To my two or three readers of the Curmudgeon’s Guide, I apologize. Not so much because I haven’t written throughout this entire election cycle, but rather because of the tone of voice I have used in the past to discuss these issues. After this election, I don’t feel as though I could ever again justify writing with the same degree of snark and cynicism that Uncle Woody has used in every previous edition of the Guide. Let me lay it out:
This election has been, I feel, one of the most intellectually lazy elections ever. This is not to say that there hasn’t been plenty (an over-abundance, really) of analysis, some of it even quite thoughtful, for us to consume. However, this wealth of opinion-flinging has been more than offset by the hurricane-force mudslinging generated by all forms of social media. For every thought-provoking evaluation of this issue or that, there are literally millions of posts featuring sarcastic memes generally consisting of one out-of-context quote superimposed over a picture meant to either flatter or denigrate the subject, followed immediately by thousands of comments to the effect of “I’m a jerk; you’re a jerk.” The posters of these memes almost invariably question or insult the intelligence of those who would dare to disagree with their proffered wisdom.

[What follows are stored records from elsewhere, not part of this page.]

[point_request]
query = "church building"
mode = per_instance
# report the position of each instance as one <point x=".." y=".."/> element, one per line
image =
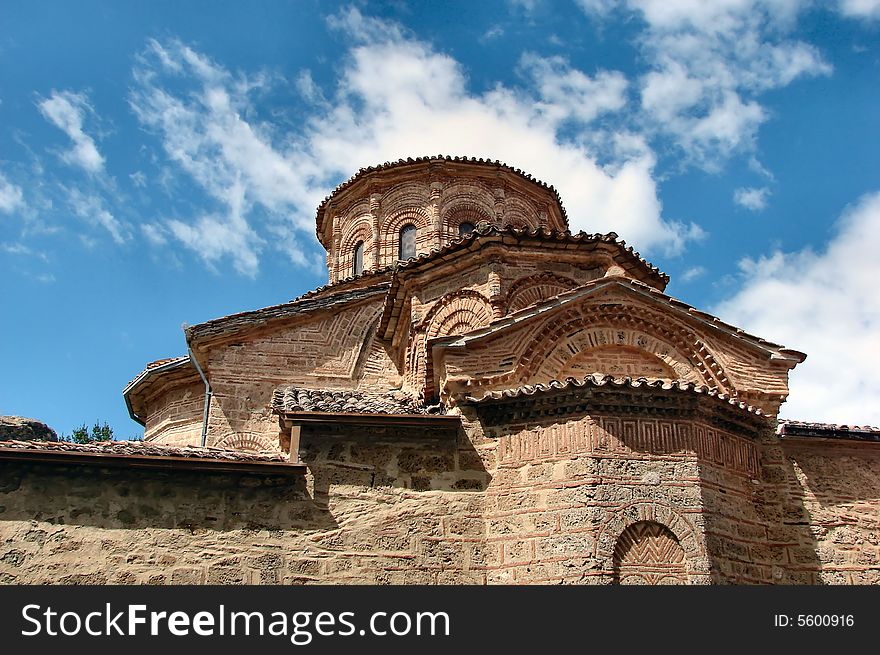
<point x="480" y="396"/>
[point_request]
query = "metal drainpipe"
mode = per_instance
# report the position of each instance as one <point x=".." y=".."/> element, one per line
<point x="208" y="391"/>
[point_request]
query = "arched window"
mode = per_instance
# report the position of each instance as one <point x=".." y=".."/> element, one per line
<point x="357" y="266"/>
<point x="407" y="248"/>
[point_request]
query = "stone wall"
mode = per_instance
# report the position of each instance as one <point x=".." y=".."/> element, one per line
<point x="838" y="485"/>
<point x="175" y="415"/>
<point x="319" y="350"/>
<point x="367" y="513"/>
<point x="586" y="499"/>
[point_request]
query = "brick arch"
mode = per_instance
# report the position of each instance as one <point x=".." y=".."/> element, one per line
<point x="682" y="343"/>
<point x="359" y="231"/>
<point x="456" y="313"/>
<point x="518" y="212"/>
<point x="529" y="290"/>
<point x="404" y="195"/>
<point x="246" y="442"/>
<point x="609" y="349"/>
<point x="463" y="211"/>
<point x="647" y="553"/>
<point x="627" y="524"/>
<point x="389" y="239"/>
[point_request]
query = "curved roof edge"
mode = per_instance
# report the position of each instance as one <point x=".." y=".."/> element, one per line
<point x="152" y="370"/>
<point x="429" y="159"/>
<point x="596" y="380"/>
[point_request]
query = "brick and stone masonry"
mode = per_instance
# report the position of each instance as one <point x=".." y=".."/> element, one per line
<point x="509" y="403"/>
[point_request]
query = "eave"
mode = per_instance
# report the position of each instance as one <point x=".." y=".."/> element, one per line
<point x="166" y="463"/>
<point x="775" y="352"/>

I have, I am ashamed to admit, been a part of that laziness. I began the Curmudgeon’s Guide as a way to rant and rave about the extreme silliness that is the California Ballot Initiative process. Anyone, but anyone, can get an initiative in front of the voters, and most of them are (this is an honest opinion, not sarcasm) a colossal waste of time. It is the state-level equivalent of a home-owners association. If enough people complain, you can’t put a flag on your front porch.
So in light of the intensity of this election and the resultant feelings of despair, elation, or meanness being experienced by many, I wish to retire the Guide. I also wish to offer some thoughts on our path forward as a group of citizens who will all be affected by these election results.
First, some advice to all social media junkies: Say what you mean, but first think CAREFULLY about what you say.
The First Amendment to the Constitution of the United States is a wonderful and powerful statement. It gives us the absolute right to speak our minds. It does NOT (and cannot) absolve us from the consequences of having spoken our minds. There are always consequences. Some are pleasant; some are not. One consequence is the offense others feel at our choice of words. Often this offense is intentional. It is, however, the price of liberty. Notice that, no matter how carefully you study the Constitution, there are no guarantees against being offended. None whatsoever. Heaven knows Washington and the various states have attempted to legislate protections against being offended, but the degree of offense is always in the eyes of the beholder, and there is no such thing as “one size fits all” legislation.
Secondly, you can CHOOSE to take a kinder tone in your discussions.
Ask yourself this question: in all your seemingly brilliant attempts at snark and social-media bullying, have ANY of those posts EVER actually changed someone’s opinion on those topics? I can tell you they certainly haven’t changed MY mind on anything. Oh, you may have thousands of people “like” what you say, but do you have any proof at all that they actually changed their minds because you yelled at them?
If you want to persuade me, teach me. (Note: TEACH. Not PREACH. There’s a difference. And, yes, I realize I am preaching here.) I am far likelier to grant you that your opinion is valid if you can explain it to me with a cogent, well-formed explanation. Calling me an idiot because I don’t agree just makes me dig in my heels and refuse to listen further. It’s just human nature.
Lastly, take a deep breath.
Most of us probably were holding our collective noses when we voted yesterday. Many, many of us are anxious, even fearful about what the future will bring. Obamacare scared me to death and still does. I have watched my work-provided insurance premiums double recently because of the drains Obamacare has placed on the marketplace. I suspect it will only get worse. But I am still here. I am still alive. I’m pretty sure I’ll find a way to deal with whatever may come out of Washington over the next several months and years. And so will you.
In the meantime, let’s see what we can do – together – to make life bearable for all of us.